Wesaam Al-Badry and Clara Shuku Mokri among winners of the 2023 Creator Labs Photo Fund

October 6, 2023

Wesaam Al-Badry (’20) and Clara Mokri (’21) are among the winners of the 2023 Creator Labs Photo Fund, an initiative providing financial support to encourage artists at formative moments in their careers. Started in 2021 and made possible by Google Devices and Services in partnership with Aperture magazine, the second season of the Creator Labs Photo Fund supports thirty artists working in photography and lens-based practices with a one-time $6,000 grant.

Clara Mokri. Photo: Skyler Glover (’21)

“The thirty selected artists bring us projects with a dynamic and wide range of approaches, including commentaries on photography’s documentary and archival potential, and intimate explorations of identity and community,” Brendan Embser, senior editor of Aperture magazine said in an announcement. “Aperture’s editorial team recognizes critical rigor animating the work by each of these artists, reaffirming the role that images play in creating a dialogue with the past and envisioning new possibilities for the future.”

Professor Ken Light, who mentored Al-Badry and Mokri, was thrilled to see their talent recognized yet again. “These are two of the strongest photojournalists to graduate from our program in recent years,” Light said. “They each have a clear point of view in their work and are part of the next generation of photographers looking at social issues, with a deep understanding of journalism mixed with an artistic eye.”

WesaamAl-Badry headshot

WesaamAl-Badry. Photo: Clara Mokri (’21)

Descriptions and photos courtesy of Aperture magazine.

Wesaam Al-Badry, Amirah Al-Badry, 11, 2022, from the series From Which I Came.

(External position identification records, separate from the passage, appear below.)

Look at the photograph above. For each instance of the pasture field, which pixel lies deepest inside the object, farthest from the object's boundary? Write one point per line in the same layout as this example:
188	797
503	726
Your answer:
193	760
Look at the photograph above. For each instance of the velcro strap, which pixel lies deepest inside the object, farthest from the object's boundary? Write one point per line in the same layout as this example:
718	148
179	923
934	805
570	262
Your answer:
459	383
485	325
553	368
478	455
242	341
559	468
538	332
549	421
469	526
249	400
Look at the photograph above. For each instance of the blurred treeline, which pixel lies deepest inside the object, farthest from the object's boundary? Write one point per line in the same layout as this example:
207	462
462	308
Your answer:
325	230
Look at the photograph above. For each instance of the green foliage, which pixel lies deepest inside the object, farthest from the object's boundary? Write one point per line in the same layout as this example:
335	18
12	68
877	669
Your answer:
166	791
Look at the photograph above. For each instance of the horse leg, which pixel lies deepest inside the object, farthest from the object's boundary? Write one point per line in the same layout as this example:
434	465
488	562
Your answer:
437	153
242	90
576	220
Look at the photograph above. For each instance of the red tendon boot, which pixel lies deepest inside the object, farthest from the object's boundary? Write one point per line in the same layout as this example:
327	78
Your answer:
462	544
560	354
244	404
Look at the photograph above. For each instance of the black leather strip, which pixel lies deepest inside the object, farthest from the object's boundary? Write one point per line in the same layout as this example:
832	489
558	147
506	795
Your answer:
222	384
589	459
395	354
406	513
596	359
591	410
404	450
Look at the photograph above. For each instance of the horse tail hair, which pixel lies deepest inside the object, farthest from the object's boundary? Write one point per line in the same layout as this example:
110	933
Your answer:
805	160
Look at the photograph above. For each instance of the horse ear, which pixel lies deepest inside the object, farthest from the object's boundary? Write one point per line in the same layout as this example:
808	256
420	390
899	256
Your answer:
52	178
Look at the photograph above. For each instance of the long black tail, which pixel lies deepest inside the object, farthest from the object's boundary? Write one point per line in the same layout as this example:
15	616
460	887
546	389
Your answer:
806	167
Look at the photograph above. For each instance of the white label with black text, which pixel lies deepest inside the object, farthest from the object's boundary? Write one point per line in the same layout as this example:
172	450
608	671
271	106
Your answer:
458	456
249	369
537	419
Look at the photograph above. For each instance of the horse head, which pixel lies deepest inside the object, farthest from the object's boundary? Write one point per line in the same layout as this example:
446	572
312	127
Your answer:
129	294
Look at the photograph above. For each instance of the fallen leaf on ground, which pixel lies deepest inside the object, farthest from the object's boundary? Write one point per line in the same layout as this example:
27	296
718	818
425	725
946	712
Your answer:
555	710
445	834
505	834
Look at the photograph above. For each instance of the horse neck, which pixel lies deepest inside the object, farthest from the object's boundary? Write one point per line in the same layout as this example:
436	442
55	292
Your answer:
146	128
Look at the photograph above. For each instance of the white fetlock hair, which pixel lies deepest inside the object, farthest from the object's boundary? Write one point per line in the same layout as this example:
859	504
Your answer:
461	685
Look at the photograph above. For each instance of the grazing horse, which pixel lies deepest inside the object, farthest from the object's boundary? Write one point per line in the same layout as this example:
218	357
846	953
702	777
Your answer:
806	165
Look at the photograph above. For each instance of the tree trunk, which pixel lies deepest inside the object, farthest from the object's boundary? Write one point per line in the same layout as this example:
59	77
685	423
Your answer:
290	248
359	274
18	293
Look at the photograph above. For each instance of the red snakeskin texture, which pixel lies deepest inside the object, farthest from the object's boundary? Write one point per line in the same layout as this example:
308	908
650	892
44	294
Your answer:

In his series “From Which I Came,” Wesaam Al-Badry seeks a correction to the narrative, created through decades of media coverage and cultural stereotyping, of the violent Arab Other. Born in Nasiriyah, Iraq, Al-Badry is a refugee of the first Gulf War. His life in the United States is a symbol of a cultural and political coalescence that pervades his work. “It’s impossible to say there is one type of Arab,” he says. “So the project came to be, ‘I’m just going to photograph people as they are.’” The resulting photographs depict what one might imagine to be a quintessentially American family with the familiar marks of Al-Badry’s Iraqi heritage. In one photograph, two women wearing abayas sit in plastic chairs on a lawn, the house creeping into the edge of the picture; in another, a young girl in a leotard stretches in the same spot. The Midwestern backdrop underscores a transgressive goal, the statement that Al-Badry’s community needs no introduction and no excuse. “These people don’t see themselves as the Other, they see themselves as them,” Al-Badry says.

Clara Shuku Mokri, from the series آلبالو پلو (Cherry Rice)

Bright reds and blues leap from the images in پلو آلبال”و” (“Cherry Rice”), a family narrative from Clara Mokri focusing on her Iranian cultural heritage from her father’s side of the family. “It’s all a way to connect,” she says. “My parents don’t share a culture, so it was really about getting to experience both cultures intimately from my perspective.” Mokri’s work as an editorial photographer has established the pop of color as a familiar trait, but here it is imbued with a renewed significance in sharing her family’s story. Details such as a Coca-Cola can, brilliantly red over a tray of food, or a man’s denim, a light blue set against a field of wheat, become central points of cultural awareness as Mokri emphasizes the objects and icons that characterized assimilation for her father and his sister, who came to the United States in the late 1970s, during the Iranian Revolution.